With respect to this study, the chosen endpoint might have an effect on the outcome of the prognostic value of the TSR. With RFP as primary endpoint, it remains possible that metastases or recurrences are not filed if the observation of disease relapse has no clinical consequence, for example if patients are unfit for further treatment. To minimise the effect of competing mortality on survival the second endpoint was determined as RS instead of OS. A final limitation of this study is that adjuvant treatment options have changed over the years.
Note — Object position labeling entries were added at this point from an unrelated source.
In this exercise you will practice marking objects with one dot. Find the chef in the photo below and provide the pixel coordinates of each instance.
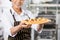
(14, 29)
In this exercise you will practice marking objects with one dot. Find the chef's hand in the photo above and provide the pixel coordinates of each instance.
(23, 25)
(40, 26)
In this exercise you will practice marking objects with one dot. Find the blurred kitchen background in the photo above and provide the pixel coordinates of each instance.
(40, 8)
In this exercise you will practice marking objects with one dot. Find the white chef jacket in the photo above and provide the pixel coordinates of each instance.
(8, 21)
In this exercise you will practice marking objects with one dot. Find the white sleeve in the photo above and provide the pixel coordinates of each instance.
(6, 25)
(34, 26)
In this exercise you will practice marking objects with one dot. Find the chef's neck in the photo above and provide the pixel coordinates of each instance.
(17, 9)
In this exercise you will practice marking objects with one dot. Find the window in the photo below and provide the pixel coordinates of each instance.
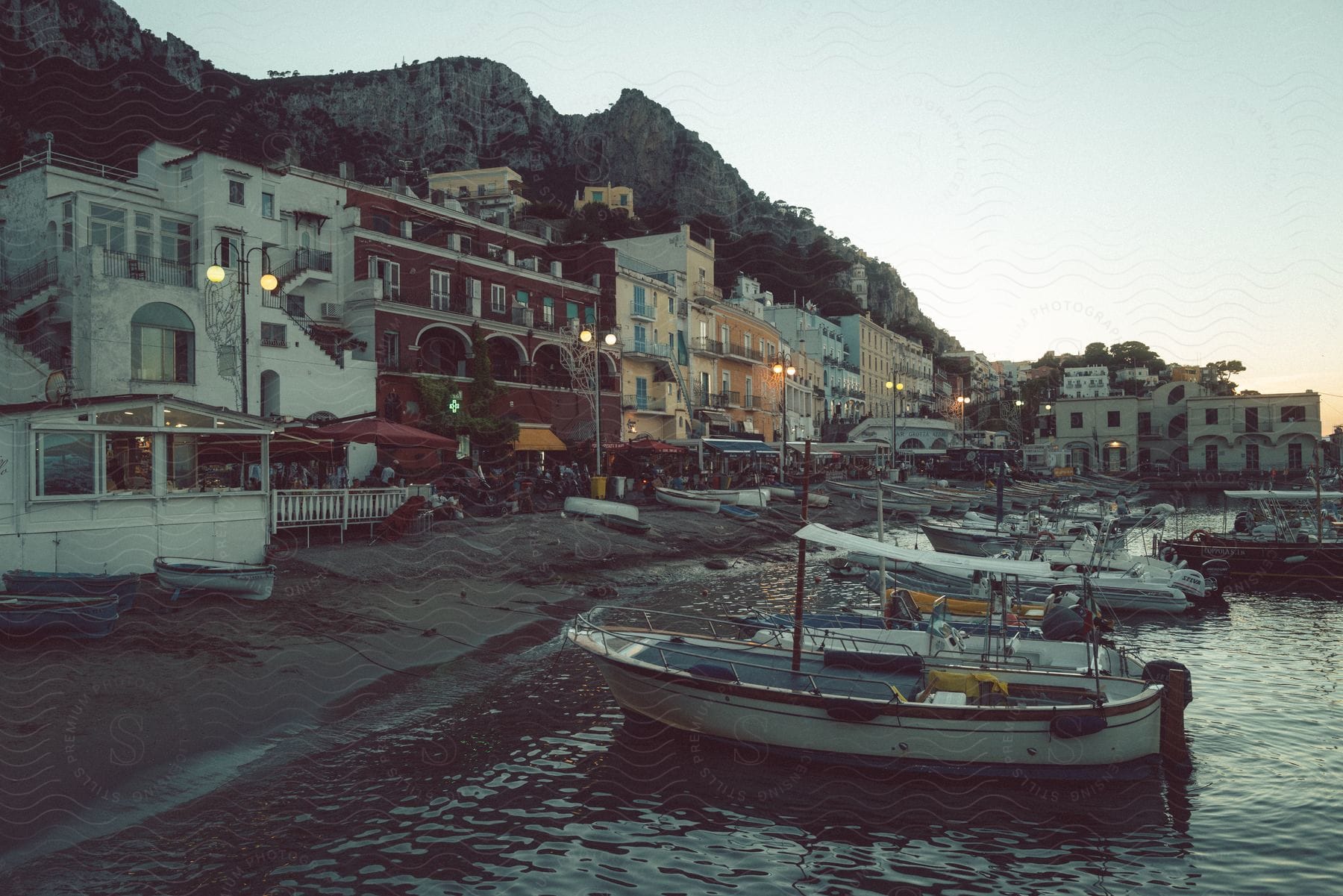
(161, 344)
(391, 350)
(273, 335)
(107, 228)
(65, 464)
(439, 289)
(387, 272)
(175, 241)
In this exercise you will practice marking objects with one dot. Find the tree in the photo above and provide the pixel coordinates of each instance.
(488, 433)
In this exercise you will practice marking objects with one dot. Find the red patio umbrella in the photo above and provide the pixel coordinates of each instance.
(379, 431)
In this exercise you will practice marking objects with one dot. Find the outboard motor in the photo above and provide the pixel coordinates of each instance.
(1159, 671)
(1215, 572)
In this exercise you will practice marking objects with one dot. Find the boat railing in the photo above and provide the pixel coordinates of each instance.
(812, 679)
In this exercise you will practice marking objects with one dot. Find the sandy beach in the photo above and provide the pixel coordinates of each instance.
(97, 734)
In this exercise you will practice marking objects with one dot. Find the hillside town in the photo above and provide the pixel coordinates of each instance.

Advantages of the included studies are a long follow-up period and the amount of patients included in the FOCUS study. In order to give a more definitive conclusion about the prognostic value of the TSR in the older patient with breast cancer, a large observational population-based cohort study of older breast cancer patients treated following current guidelines assembled in a detailed database with focus on recurrences and disease specific survival is necessary.

Conclusions

The intra-tumoural stroma increases with age. The TSR showed no correlation with survival in patients of 70 years or older in contrast to young women with breast cancer as published previously.